Research on microwave measurement methods and biofunctionalized microwave circuits’ design for microbiological sensory purposes.

The goal of the project is to research the novel selective bacteria detection methods with the use of biofunctionalized microelectronic structures in microwave frequency range. The project aims at developing novel biosensors based on microwave measurements of circuits’ properties with specifically bind bacteria species. The microwave sensors have been chosen due to their possible high sensitivity, selectivity and real-time operation. To achieve high sensitivity broadband measurements of circuits’ parameters, i.e. transmission-line impedances, and propagating constants are to be considered. The enhancement of detection results from the analysis of frequency dispersion of the measured parameters, which has been already preliminary verified by the authors of the project, and published in Biosensors and Bioelectronics journal, by measurements of capacitive sensors’ properties with bind adhesin-LPS of E. coli B bacteria.

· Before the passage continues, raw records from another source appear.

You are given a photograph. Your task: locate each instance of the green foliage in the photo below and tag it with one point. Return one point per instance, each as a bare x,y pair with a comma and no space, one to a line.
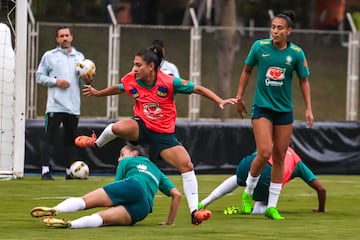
341,221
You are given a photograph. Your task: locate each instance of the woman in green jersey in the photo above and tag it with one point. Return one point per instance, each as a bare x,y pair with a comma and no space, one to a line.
129,198
272,109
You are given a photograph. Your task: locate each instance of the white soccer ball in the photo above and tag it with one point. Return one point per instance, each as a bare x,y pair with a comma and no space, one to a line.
86,67
79,170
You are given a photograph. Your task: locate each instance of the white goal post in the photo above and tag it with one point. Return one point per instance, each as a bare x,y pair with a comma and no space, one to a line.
13,95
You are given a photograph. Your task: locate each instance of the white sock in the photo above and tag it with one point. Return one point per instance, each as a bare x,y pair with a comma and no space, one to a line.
227,186
45,169
190,187
106,136
91,221
251,183
71,204
259,208
274,194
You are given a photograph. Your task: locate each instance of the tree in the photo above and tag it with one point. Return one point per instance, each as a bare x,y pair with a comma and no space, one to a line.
227,45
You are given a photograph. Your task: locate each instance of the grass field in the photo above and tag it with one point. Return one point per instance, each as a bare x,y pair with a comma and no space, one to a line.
341,221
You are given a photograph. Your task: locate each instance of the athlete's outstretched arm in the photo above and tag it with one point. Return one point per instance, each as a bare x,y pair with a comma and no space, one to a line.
321,192
88,90
174,207
305,89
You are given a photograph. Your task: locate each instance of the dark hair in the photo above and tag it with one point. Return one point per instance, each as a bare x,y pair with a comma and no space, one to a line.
289,16
60,28
158,42
154,54
142,151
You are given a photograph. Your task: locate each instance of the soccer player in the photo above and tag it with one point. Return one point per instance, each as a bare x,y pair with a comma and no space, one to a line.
293,167
272,109
129,198
154,119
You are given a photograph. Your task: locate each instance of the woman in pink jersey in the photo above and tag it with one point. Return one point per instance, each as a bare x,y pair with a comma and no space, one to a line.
153,123
293,167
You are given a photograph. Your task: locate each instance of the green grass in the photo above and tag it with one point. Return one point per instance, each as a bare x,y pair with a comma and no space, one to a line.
18,197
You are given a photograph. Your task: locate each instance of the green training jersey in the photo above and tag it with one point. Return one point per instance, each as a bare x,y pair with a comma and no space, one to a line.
275,73
146,173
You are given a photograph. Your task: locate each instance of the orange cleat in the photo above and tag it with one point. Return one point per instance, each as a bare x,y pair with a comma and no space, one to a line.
85,141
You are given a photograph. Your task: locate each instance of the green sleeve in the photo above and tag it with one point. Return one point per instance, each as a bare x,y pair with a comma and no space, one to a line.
302,171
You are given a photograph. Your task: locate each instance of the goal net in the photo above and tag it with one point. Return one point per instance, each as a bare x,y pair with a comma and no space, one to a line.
7,102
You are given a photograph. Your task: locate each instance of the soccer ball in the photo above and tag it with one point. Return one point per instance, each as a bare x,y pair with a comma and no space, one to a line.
86,66
79,170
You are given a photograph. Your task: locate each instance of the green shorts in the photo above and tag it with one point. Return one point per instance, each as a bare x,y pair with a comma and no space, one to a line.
130,194
154,140
261,191
277,118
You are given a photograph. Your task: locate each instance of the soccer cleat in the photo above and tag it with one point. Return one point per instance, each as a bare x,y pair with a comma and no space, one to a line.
200,205
85,141
273,213
43,212
198,216
56,222
232,210
46,176
246,206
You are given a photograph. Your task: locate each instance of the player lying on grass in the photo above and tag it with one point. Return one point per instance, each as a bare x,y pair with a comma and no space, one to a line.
129,198
293,167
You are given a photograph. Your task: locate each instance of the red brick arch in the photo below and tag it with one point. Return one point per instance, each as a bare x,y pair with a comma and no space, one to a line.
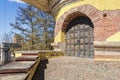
84,10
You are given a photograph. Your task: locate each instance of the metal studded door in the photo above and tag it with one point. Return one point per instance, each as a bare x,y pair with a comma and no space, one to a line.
80,37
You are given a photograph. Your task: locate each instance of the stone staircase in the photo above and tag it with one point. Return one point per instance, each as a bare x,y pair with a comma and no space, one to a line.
22,68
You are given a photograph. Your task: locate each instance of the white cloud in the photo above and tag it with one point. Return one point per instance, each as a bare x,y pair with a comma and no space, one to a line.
18,1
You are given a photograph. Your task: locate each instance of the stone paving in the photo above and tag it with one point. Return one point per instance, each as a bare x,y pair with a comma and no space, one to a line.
74,68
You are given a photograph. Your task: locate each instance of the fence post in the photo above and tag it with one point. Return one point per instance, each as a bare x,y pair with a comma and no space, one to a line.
5,53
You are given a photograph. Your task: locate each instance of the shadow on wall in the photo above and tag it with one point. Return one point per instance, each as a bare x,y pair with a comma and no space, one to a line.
40,71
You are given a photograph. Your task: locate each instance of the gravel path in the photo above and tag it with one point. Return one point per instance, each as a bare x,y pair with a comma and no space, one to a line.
73,68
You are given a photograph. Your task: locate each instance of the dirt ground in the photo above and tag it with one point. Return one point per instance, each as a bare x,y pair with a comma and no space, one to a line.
75,68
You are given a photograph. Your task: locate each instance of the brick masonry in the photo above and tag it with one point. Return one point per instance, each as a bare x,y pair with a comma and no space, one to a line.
106,23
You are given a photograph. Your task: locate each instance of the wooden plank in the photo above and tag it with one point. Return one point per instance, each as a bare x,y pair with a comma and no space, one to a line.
19,76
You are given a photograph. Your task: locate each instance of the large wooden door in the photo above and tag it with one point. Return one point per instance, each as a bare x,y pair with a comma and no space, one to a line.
80,37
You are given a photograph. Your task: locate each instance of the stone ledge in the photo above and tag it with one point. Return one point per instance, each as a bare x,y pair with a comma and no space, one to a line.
107,50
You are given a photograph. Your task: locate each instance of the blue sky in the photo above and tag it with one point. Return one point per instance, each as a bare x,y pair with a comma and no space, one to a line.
8,11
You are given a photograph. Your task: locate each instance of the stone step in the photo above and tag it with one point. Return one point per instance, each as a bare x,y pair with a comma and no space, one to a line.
17,67
30,54
27,58
19,76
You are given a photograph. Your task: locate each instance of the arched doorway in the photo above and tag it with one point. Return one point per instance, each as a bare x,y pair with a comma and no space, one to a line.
80,37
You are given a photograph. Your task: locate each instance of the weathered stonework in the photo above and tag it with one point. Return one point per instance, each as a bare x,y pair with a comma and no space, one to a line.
106,23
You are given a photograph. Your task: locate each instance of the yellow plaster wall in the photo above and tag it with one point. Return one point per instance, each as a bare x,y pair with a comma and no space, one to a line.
99,4
114,37
60,37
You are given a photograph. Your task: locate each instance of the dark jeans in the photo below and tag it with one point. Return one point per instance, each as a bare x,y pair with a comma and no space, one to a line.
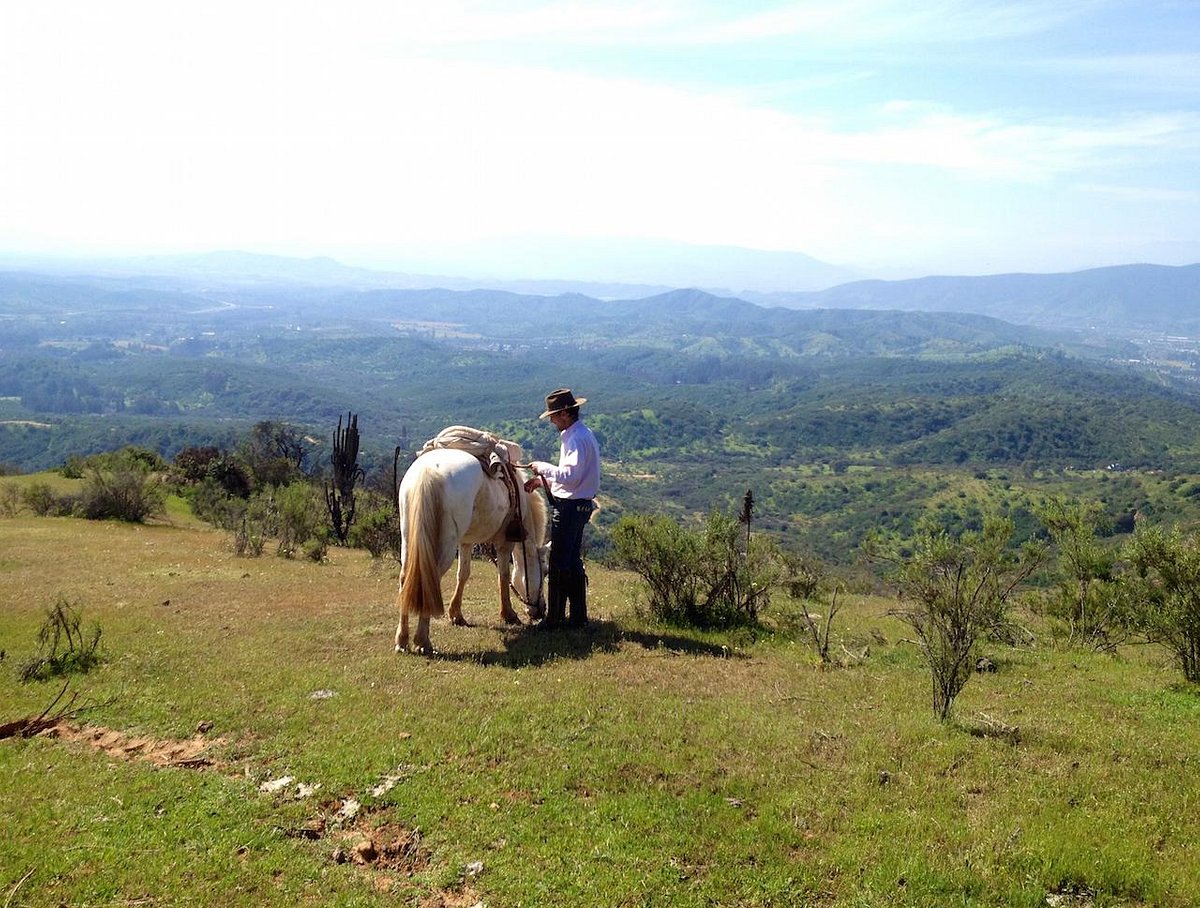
567,523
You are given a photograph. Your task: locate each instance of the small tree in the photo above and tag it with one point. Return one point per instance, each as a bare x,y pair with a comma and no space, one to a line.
1168,601
957,591
699,578
125,493
805,581
666,557
63,644
1089,596
300,521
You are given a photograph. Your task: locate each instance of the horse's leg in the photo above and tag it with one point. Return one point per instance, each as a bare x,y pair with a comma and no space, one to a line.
424,645
460,585
402,630
504,567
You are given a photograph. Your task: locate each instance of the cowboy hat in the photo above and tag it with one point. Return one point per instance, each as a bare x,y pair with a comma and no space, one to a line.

Within this project to ensure the high selectivity to the bacteria, their identification will be assessed by using specific LPS-recognition-molecules: LPS-binding proteins and antibodies which recognize the LPS molecules of bacteria surface. As a result the bacteria to be detected will be bind to sensor’s surface allowing for reliable measurements. The research within the project will be focused on the detection of the Gram-negative bacteria especially E. coli, however, the developed methods can be further utilized for the detection of other bacteria types upon change of the specific LPS-binding proteins. The developed methods can be applied to improve bacteria detection in clinical diagnosis, food analysis, bioprocess and environmental monitoring. Traditional methods are time consuming, laborious and require specialized measurement equipment. Therefore, it is justified to investigate the novel biosensors based on sensitive biological elements and microwave circuits. The approach proposed by the authors of the project will allow for developing of a novel and potentially very useful methods for realization of unique and cheap diagnostic techniques.